13. lagi-lagi hujan

1.7K 289 17
                                    

Wah, chapter kemarin sepi yaaa padahal aku pengen tau pendapat kalian.

Semoga chapter ini rame deh ya hehe. Ayo vote komennya yang kenceng.


....

Waktu sudah menunjukkan pukul 21 lebih 15 menit ketika gue mengecek jam di ponsel, melirik pada hujan yang belum juga reda dari bangku di depan mini market yang gue duduki ini. Karena lupa membawa payung, gue jadi terjebak hujan seperti ini, sebenarnya gue memang tidak memperkirakan bahwa hujan akan turun, mengingat tadi siang sangat panas.

Gue berdecak sambil sesekali mengecek ponsel gue, menunggu notifikasi dari seseorang yang janjinya akan menjemput gue malam ini. Iya, Sekala Bumi. Tapi, sepertinya cowok itu melupakan janjinya karena terlalu asik bersama dengan Sesha.

Bentar, makan malam keluarga. Apa mereka akan membicarakan soal hubungan Sesha dan Sekala ke depannya? Apa mereka akan menikah muda setelah ini? Mengingat orang tua mereka yang begitu ngebet.

Ada rasa nyeri di hati gue memikirkan hal itu, tapi sedetik kemudian langsung sadar. Gue bukan siapa-siapa dan gue tidak berhak untuk merasakan hal seperti ini.

Lagipula, kenapa sih gue harus suka Sekala?
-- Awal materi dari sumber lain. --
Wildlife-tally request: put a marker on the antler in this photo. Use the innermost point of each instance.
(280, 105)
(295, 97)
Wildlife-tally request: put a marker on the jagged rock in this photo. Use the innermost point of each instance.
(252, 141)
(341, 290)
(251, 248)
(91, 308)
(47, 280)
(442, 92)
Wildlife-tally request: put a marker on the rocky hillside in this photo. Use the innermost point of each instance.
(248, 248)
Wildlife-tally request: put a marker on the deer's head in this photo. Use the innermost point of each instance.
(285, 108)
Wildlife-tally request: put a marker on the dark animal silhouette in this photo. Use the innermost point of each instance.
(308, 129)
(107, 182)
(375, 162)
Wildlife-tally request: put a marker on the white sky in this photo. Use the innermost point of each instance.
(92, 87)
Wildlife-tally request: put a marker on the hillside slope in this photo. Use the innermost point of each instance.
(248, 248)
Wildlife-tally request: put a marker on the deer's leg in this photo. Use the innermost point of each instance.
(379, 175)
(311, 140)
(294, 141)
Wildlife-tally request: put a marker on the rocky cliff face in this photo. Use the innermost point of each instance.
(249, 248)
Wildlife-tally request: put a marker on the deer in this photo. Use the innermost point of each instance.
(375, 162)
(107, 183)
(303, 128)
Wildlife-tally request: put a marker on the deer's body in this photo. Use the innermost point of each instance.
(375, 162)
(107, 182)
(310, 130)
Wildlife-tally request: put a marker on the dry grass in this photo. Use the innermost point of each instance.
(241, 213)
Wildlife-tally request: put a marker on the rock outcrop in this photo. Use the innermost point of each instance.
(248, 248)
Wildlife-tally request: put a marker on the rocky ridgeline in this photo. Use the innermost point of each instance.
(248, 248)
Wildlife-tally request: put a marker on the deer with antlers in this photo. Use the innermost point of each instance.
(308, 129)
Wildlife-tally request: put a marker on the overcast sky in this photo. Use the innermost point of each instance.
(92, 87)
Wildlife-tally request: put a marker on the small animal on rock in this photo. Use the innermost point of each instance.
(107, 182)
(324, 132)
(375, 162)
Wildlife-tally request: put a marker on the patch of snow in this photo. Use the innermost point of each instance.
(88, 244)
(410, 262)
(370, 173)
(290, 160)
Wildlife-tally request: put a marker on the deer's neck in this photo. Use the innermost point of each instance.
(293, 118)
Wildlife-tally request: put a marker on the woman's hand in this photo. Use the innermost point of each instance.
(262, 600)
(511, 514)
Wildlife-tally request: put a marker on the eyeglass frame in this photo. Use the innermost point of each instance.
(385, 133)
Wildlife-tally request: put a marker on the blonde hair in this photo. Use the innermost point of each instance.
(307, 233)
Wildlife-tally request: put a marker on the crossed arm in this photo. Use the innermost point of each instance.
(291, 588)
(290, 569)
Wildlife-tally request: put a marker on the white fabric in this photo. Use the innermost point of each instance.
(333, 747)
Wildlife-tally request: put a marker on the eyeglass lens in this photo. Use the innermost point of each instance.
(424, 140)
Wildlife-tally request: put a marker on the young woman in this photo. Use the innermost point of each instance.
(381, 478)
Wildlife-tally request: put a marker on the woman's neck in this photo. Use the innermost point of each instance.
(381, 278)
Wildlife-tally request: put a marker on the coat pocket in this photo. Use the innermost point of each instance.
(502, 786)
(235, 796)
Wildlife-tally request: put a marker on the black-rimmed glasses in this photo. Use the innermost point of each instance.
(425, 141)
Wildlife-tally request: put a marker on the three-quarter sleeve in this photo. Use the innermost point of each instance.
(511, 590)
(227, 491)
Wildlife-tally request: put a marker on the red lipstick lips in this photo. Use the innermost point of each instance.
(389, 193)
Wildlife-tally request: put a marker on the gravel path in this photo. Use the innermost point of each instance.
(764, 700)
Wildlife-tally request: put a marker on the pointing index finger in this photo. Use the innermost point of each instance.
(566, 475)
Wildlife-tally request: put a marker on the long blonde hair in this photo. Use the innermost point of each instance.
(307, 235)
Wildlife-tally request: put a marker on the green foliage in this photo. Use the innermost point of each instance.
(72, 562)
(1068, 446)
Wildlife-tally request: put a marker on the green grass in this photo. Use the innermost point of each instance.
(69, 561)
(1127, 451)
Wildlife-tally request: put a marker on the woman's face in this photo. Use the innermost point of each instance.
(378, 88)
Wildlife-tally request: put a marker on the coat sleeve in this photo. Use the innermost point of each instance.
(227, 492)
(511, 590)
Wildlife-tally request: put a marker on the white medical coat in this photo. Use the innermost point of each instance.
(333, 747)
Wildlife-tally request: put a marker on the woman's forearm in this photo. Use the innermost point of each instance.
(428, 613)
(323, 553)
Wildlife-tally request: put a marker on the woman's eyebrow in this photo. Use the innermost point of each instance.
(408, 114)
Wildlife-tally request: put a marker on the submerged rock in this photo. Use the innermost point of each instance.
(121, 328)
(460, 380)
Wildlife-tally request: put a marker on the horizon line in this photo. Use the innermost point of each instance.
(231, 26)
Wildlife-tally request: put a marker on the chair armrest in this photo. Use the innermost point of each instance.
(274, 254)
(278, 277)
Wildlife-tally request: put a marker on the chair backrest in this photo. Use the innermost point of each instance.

Padahal sejak awal kami menerapkan bahwa hubungan antara gue dan Sekala bukanlah apa-apa dan jangan sampai ada perasaan apapun di antara kita. Karena kami berdua tidak ingin mendapat resiko di kemudian hari.

Dan gue salah, gue juga kalah oleh permainan yang gue buat sendiri, gue yang terlalu yakin bahwa tidak akan jatuh lebih dulu pada Sekala, malah seperti ini.

Beberapa hari ini gue memang sedang memikirkan untuk berhenti. Memang tidak ada yang menguntungkan dari semua ini selain saling menghangatkan di atas ranjang. Gue juga tidak ingin perasaan gue semakin dalam pada Sekala dan harus merasakan sakit yang lebih saat melihat cowok itu bersama Sesha.

Ya, sepertinya keputusan gue sudah bulat. Gue akan menyudahi semua ini.

Gue terperanjat saat merasakan ponsel di genggaman gue bergetar, yang ternyata telepon dari Karina.

"Halo, Thaaa. Dimana? Kok lo gak di kamar sih?" Begitu tanya Karina saat gue mengangkat panggilannya.

"Iya nih, gue kejebak hujan di mini market, lupa bawa payung. Padahal niatnya cuma beli camilan doang anjir, udah hampir tiga puluh menit."

"Lah si anjir kasian bener lo hahaha." Bukannya prihatin, Karina malah tertawa. Memang dasar teman laknat.

"Rin, lo kalo nelpon cuma buat ngetawain gue mending matiin deh, gak guna sumpah." Cerca gue.

"Eitsss kok ngamook." Balas Rina dengan kekehannya. "Gue tadinya mau minta pembalut anjiir, stok gue udah habis terus ini lagi deres-deresnya, eh lo nya malah gak ada."

"Ambil aja di kamar, gak gue kunci kok."

"Owkay! Gue emang udah di depan kamar lo sih hehe."

Gue mencibir. Saat akan membalas ucapan Karina mata gue malah menangkap sesosok cowok bertubuh mungil tengah kesusahan mendorong motornya yang mogok di tengah hujan.

Gue melotot ketika menyadari siapa sosok cowok dengan kaos berwarna putih yang memakai Apple watch di lengannya.

"Eh, Tha. Si S—"

"RENDHIKA!"

....

Hujan sudah berhenti, benar-benar berhenti saat gue melihat Rendy yang tengah mendorong motor matic besar dengan lutut, lengan serta wajah yang penuh luka. Tentu gue kaget dan buru-buru menghampiri Rendy saat itu juga.